Residents block launch of leaflets
Despite the day-long protest by Paju residents and liberal civic group members, Park Sang-hak, organizer of the campaign, managed to fly a helium balloon containing 20,000 leaflets across the border late Saturday night. But he had to move twice, finally succeeding in Gimpo, Gyeonggi.
Clashes erupted Saturday afternoon when campaigners tried to dispatch up to 100,000 leaflets in a number of balloons from Imjingak in Paju, about seven kilometers (4.3 miles) south of the Demilitarized Zone. Local residents blocked the entrance to Imjingak with 19 tractors and some liberal civic group members wearing face masks got inside conservative groups’ trucks and tried to destroy leaflets.
Confronted by hundreds of opponents, a coalition of anti-North groups remained in front of Imjingak for about five hours before moving to Mt. Odu Unification Observatory, 20 kilometers (12.4 miles) west of Imjingak in another attempt to launch the balloons. The campaigners, many of whom are defectors from the North including chief organizer Park, were blocked by Paju residents from entering the area. Hundreds of police prevented physical clashes between the groups.
Then seven members of the coalition group moved to a mountain in Gimpo on Saturday night without any media members accompanying them.
They managed to launch one balloon with 20,000 leaflets. The leaflet boasted of the rapid economic development in the South that took place under the guidance of former President Park Chung Hee, the father of incumbent Park Geun-hye, and criticized dire human rights conditions in the North. Some leaflets were accompanied by a U.S. dollar bill.
North Korea expressed its disgruntlement at the Park Geun-hye government Saturday through state-run Korean Central News Agency, which blasted the police in the South for doing nothing to stop “the malicious act.”
The clash between Paju residents and anti-Pyongyang activists came amid rising fears among residents that the North would retaliate against the campaign by shelling the origin of the balloons, a scenario they say would endanger their lives and livelihoods. The North Korean military fired at the balloons on Oct. 10, which led to an exchange of fire from border units.

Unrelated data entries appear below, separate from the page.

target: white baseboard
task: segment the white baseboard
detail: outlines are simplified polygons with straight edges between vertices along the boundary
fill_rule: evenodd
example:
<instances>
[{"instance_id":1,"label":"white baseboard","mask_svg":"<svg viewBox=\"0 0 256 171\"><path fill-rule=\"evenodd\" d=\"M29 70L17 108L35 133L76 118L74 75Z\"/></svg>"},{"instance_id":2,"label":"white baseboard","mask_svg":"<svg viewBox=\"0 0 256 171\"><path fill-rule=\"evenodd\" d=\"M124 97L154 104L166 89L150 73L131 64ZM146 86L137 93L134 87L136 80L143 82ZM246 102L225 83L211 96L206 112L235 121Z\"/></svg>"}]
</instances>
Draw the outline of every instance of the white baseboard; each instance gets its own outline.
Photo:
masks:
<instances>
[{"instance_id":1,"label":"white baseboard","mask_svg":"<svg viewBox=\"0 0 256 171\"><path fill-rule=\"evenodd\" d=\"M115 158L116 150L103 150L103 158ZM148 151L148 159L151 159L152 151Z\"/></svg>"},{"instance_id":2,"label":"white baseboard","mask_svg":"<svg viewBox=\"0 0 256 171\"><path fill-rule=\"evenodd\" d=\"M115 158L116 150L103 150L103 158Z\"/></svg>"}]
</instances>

Pyongyang has been so sensitive about the air-borne leaflets that it has likened them to a declaration of war and has threatened to cancel an anticipated round of high-level talks between the two Koreas unless Seoul stops the campaign.
The Seoul government has said it has no legal basis for it to stop the activists, citing the freedom of expression granted by the Constitution.
Prof. Lee Woo-young at University of North Korean Studies told the Korea JoongAng Daily that the government should seriously consider forcing the activists to stop their activities because letting them continue would “inevitably threaten its citizens” in border towns.
“I highly doubt what the value of sending the leaflets to enlighten North Koreans at a time when they already have many ways of getting materials from the South.”
Organizer Park Sang-hak is not convinced. “We send the leaflets to prove that no matter what, justice will eventually prevail despite violence, manipulation and lies,” said the defector in an interview with the Korea JoongAng Daily. “We will again send the leaflets soon on an undisclosed date at an undisclosed site.”